エッセイストの森下典子が茶道教室に通う日々をつづった<日日是好日−「お茶」が教えてくれた15のしあわせ−>を映画化。黒木華演じる典子が、20歳から約25年にわたってお茶と向き合ってきた日々を、就職や恋、別れなどの人生の転機と併せて描いています。鎌倉時代、臨済宗を開いた栄西により広まり、安土桃山時代に千利休が礎を築いた「茶道」。日本の伝統的な様式にのっとって行われる亭主のもてなしは、静ひつながらも実にドラマチックで、お茶の魅力がたっぷりと味わえる作品です。

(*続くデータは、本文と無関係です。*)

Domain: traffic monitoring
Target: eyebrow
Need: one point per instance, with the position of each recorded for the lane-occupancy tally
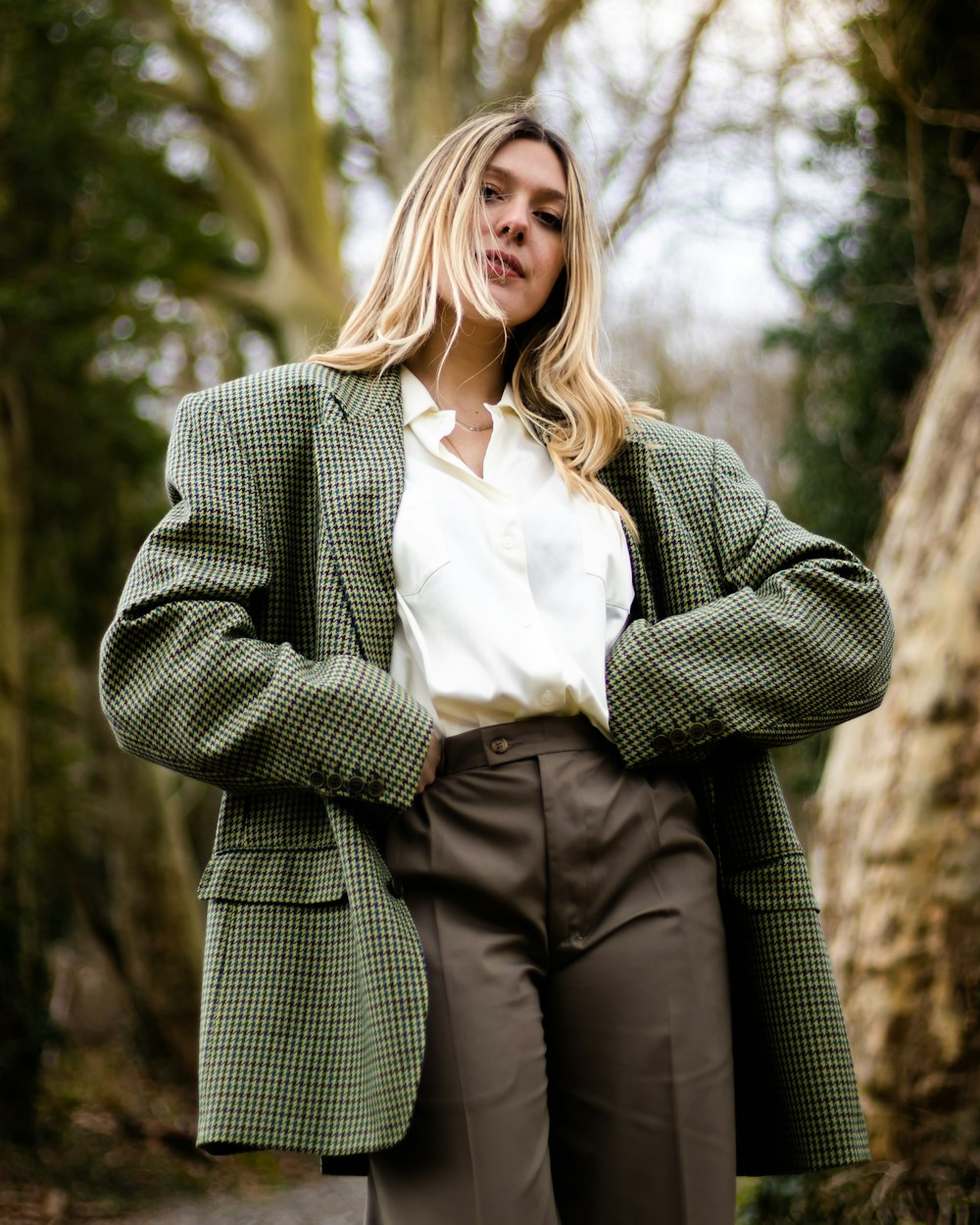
(543, 192)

20歳の時にお茶を習うことにした典子は、同い年の従妹・美智子と共に武田先生の元へ出向きます。複雑な帛紗さばき、畳の歩き方、茶道具の置き方、お茶のたて方…。お茶にまつわる作法が不思議でならない2人は、「なぜ、そうするんですか?」と武田先生に問い掛けますが、「どうしてって言われても私も困っちゃう。意味なんかいいから、とにかくそうするの」と答える先生。「お茶はね、まず形なのよ。初めに形を作っておいて、その入れ物に後から心が入るものなのね」―。樹木希林演じる、おちゃめで優しい武田先生の言葉から始まったお茶のお稽古ですが、典子は回を重ねるにつれてその意味を少しずつ理解していきます。

自然が奏でる音、意匠を凝らした茶碗などの茶道具、掛け軸や生け花に込められた亭主の思い、所作の美しさ…。静かな茶室で繰り広げられるのは、五感のすべてを使った非日常の世界。映画を通してその奥深さを体感すれば、茶道がぐっと身近になり、これからの茶室の見方も変わるでしょう。

季節のように生きる。 ■Introduction

原作は人気エッセイスト・森下典子が茶道教室に通う日々をつづったロングセラー「日日是好日 『お茶』が教えてくれた15のしあわせ」。主人公の典子を演じるのは『小さいおうち』や『リップヴァンウィンクル』などの黒木華。典子と共に茶道教室に通ういとこの美智子役を多部未華子が演じる。さらに本作公開前に他界した樹木希林が、2人のお茶の師匠「武田先生」役を演じ、監督・脚本は『さよなら渓谷』『まほろ駅前多田便利軒』などの大森立嗣が務める。

■Story

真面目で、理屈っぽくて、おっちょこちょい。そんな典子(黒木華)は、いとこの美智子(多部未華子)と共に“タダモノじゃない”とうわさの武田先生(樹木希林)の元でお茶を習う事になった。細い路地の先にある瓦屋根の一軒家。武田先生はあいさつもほどほどに稽古を始めるが、意味も理由も分からない所作にただ戸惑う2人。「お茶はまず『形』から。先に『形』を作っておいて、後から『心』が入るものなの」と武田先生は言うが…。青春の機微、就職の挫折、そして大切な人との別れ。人生の居場所が見つからない典子だが、毎週お茶に通い続けることで、何かが変わっていった。